For me, dancing with the demon of loneliness filled a part of my life that I didn't know existed. He found me at my most vulnerable moments. How could I deny entrance to someone who walks in announced but so softly that you're taken unaware? He was never invited, but I passively allowed him to take me dancing whenever he beckoned, until one day I turned away."

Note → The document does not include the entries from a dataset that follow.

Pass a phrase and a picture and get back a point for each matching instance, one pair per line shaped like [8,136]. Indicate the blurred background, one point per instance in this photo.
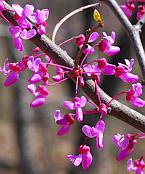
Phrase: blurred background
[28,140]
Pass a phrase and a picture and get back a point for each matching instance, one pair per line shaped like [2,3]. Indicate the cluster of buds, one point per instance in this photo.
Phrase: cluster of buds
[130,6]
[40,80]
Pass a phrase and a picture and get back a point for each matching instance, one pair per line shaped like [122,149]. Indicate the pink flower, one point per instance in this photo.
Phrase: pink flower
[106,43]
[128,8]
[133,94]
[2,7]
[95,132]
[123,72]
[12,70]
[125,145]
[140,12]
[18,34]
[59,74]
[101,67]
[80,40]
[40,94]
[66,121]
[137,166]
[76,104]
[84,157]
[11,79]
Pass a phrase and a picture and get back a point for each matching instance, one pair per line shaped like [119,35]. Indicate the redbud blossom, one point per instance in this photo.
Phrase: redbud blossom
[133,94]
[84,157]
[106,43]
[76,104]
[137,166]
[125,145]
[95,132]
[65,121]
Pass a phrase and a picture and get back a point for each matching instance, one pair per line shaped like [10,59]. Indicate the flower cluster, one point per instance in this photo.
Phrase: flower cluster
[39,81]
[129,7]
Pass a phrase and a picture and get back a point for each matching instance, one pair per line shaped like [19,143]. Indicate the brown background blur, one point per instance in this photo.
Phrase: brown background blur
[28,140]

And gradually, I did turn away. I no longer allowed this demon to suck the life and joy from me. With new strength, I allowed the grief in me to become a shadow of itself. The demon's pervasive grip weakened. I no longer entertained a dance partner I had never enjoyed. I learned to live again, not as I had before, but in a new joyful way. http://www.ajourneywelltaken.com

A Single Mother Raising Boys
By Elaine Williams ©2008

One of my biggest challenges has been raising three boys as a single parent. I've been told by other parents that it's easier to deal with boys than girls. Usually this comes from a parent who has all girls. I totally, wholly disagree. Where did anyone ever get that idea? Boys have their own set of problems as opposed to girls. I've been on my own four years and I confess there were days I didn't even want to get out of bed, afraid to know what the next trauma might be involving my boys.

That's not to say they're not good kids, they're really good kids, honest, smart, opinionated, and like every other child in the world, they think they know more about life than their parent. We've dealt with all the usual traffic tickets, drinking, car accidents, relationship break ups, things that just rip a parent's heart out. What parent wants their kids to repeat their mistakes, but its not really something you can prevent. Everyone wants to live their own life in their own way.

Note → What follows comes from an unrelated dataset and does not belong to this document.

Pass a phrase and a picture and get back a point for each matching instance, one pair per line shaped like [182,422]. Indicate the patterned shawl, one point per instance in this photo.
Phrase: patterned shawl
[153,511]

I remember thinking many times I shouldn't have to get phone calls at 4 a.m. Their father should have been helping me deal with these problems and situations. However, that's not how life turned out. Their father had died when the boys were 11, 18 and 19, and we were all reeling from the loss in our own ways, even to some degree four years later. I always tried to show my boys how much I loved them, how much I admired them for the men they were becoming, but other times I just wanted to walk away and not think about the stress of some of their screw-ups.

I live in a rural, wooded area, and my youngest decided at fourteen that he wanted to learn how to run a chainsaw. The last thing I wanted him to do was pick up a chain saw and start his own firewood business. I know how dangerous chainsaws can be, even in experienced hands. He kept coming up with all these ideas for his own business that involved a lot of manual labor. There's nothing wrong with that, but I wanted him to be a kid a little longer. I wondered if his sudden interest in all things outside, work related, had something to do with his way of grieving his father's loss.

My middle son seemed to retreat into a shell for a long time; missing school, pulling back from a social life. By contrast, my oldest son was living away from home and I had visions of him running wild with his friends, drinking and raising hell. I wasn't comfortable with any of these scenarios and I constantly tried to let my kids know I was here for them, but I also offered guidance, giving them my often unasked-for opinion on what I thought was right for them. Sometimes, being the only one responsible felt overwhelming, but somehow, too, we all came through it.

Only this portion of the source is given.